Premières impressions


       Je me nomme Elia Hallbrown. Il y a six ans, il m'est arrivé quelque chose d'extraordinaire et bien que cela date, je m'en souviens comme si c'était hier. Depuis maintenant quelques jours, j'éprouve un grand besoin de l'écrire, sans comprendre pourquoi. J'écris donc ces lignes guidée par ce qui s'apparente à une transe, aussi étrange que cela puisse être. 

Venons-en aux faits.

      Le deux octobre, je commençai ma carrière dans la chirurgie à 34 ans. En un an, je devins la chirurgienne la plus renommée de ma génération, idolâtrée par les plus jeunes et réputée pour mon calme et ma gentillesse à toutes épreuves. Un jour triste et pluvieux, je dus opérer un homme pour la énième fois. Mais le quotidien m'exaspérait. Je tournai la tête vers une fenêtre en soupirant, une rivière de larmes tombées du ciel ruisselait le long des pavés dans une danse mélancolique. La ville sous la même monotonie que moi devenait bien peu accueillante. Dans le ciel grisâtre s'élevait une brume épaisse, enveloppant de ses bras humides les immeubles encore endormis. A une fenêtre, j'aperçus une femme étendre son linge, un enfant se retourner dans son lit, et moi, je travaillais. La rue, vide et sale, s'écoulait telle une rivière terne à travers la ville. Tout n'avait qu'une teinte de noir, de blanc ou de gris, les couleurs semblaient inexistantes. Le peintre qui avait peint ce paysage les aurait-il négligées ?

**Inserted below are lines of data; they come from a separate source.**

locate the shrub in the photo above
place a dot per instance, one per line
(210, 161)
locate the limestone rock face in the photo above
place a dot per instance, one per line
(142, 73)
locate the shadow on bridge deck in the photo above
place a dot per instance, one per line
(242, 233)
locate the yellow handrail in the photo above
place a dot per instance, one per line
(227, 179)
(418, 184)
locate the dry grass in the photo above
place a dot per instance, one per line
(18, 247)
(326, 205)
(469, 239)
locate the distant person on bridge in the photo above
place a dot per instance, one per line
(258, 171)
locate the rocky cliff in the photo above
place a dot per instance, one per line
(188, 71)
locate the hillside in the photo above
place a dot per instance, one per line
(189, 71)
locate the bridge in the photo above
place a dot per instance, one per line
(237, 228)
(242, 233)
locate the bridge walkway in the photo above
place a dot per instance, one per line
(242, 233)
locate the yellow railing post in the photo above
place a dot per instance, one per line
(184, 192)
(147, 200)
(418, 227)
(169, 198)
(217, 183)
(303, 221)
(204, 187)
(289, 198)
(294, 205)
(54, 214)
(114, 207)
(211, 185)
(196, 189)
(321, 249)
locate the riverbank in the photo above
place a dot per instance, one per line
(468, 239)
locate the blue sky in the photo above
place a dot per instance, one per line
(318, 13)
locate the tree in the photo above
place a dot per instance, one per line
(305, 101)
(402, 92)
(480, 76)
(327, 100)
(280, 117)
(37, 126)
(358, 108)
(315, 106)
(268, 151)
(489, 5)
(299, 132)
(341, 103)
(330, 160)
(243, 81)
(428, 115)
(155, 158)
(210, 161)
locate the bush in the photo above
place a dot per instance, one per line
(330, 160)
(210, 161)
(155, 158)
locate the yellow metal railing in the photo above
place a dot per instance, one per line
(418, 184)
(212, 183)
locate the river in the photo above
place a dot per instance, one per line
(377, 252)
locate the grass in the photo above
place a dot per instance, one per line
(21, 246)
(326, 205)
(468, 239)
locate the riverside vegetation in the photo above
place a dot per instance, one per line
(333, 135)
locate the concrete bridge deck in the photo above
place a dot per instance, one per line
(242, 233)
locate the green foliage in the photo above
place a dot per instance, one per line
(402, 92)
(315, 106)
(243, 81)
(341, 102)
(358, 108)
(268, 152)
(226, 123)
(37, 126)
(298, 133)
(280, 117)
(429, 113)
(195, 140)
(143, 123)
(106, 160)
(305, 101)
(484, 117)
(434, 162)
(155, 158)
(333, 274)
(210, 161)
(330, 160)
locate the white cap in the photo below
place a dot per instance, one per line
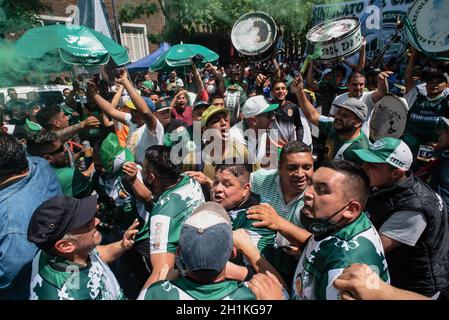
(257, 105)
(326, 71)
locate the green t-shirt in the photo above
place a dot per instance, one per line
(262, 238)
(186, 289)
(336, 148)
(266, 183)
(129, 207)
(54, 278)
(424, 121)
(323, 261)
(171, 209)
(73, 182)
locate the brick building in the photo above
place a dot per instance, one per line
(133, 35)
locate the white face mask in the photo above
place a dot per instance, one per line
(211, 89)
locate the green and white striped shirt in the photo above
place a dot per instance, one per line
(267, 184)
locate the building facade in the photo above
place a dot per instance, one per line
(133, 35)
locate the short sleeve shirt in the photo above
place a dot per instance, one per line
(367, 98)
(186, 289)
(336, 148)
(169, 213)
(54, 278)
(322, 261)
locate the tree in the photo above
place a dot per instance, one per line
(18, 15)
(186, 17)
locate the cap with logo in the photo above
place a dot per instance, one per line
(58, 216)
(162, 105)
(209, 112)
(392, 151)
(201, 104)
(326, 71)
(205, 242)
(257, 105)
(446, 121)
(358, 107)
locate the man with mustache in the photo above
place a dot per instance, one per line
(283, 189)
(344, 132)
(337, 231)
(426, 109)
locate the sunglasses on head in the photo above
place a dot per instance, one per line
(59, 150)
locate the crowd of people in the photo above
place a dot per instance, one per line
(238, 182)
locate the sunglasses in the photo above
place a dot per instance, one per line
(59, 150)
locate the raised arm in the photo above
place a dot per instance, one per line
(268, 218)
(307, 108)
(311, 83)
(408, 76)
(104, 105)
(149, 117)
(382, 86)
(198, 82)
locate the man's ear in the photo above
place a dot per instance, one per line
(64, 246)
(353, 209)
(234, 252)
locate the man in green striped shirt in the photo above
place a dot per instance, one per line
(47, 145)
(283, 189)
(231, 189)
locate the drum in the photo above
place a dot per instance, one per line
(389, 118)
(335, 39)
(427, 26)
(254, 35)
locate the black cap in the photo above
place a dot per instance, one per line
(56, 217)
(162, 105)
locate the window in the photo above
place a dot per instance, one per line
(47, 20)
(134, 37)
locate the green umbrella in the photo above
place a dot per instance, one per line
(70, 44)
(178, 57)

 Une vie triste, rien de plus. 

        Je me souvenais de mon enthousiasme lors de mon admission en tant que chirurgienne ; je voulais changer le monde, aider les gens. Même étant mal vue par la société pour mon sexe et le fait que j'accède à des études supérieures ne m'avaient pas découragé. Je repensai à ma famille bourgeoise qui m'avait été d'une grande aide. Mon amour pour eux ne se limitait pas à de la simple reconnaissance. J'avais hâte de les revoir, de pouvoir les serrer dans mes bras pour leur dire à quel point ils m'ont manqués. Surtout ma petite sœur, Anielle, elle devait avoir bien grandi depuis que je travaillais, et mon père lui avait sûrement trouvé un bon mari. Mais qui m'aiderait, moi? Je n'eus pas le temps de rêvasser plus longtemps, il fallait faire son travail. C'est avec une certaine lassitude que je détachai mes yeux de la fenêtre pour me tourner vers ma besogne.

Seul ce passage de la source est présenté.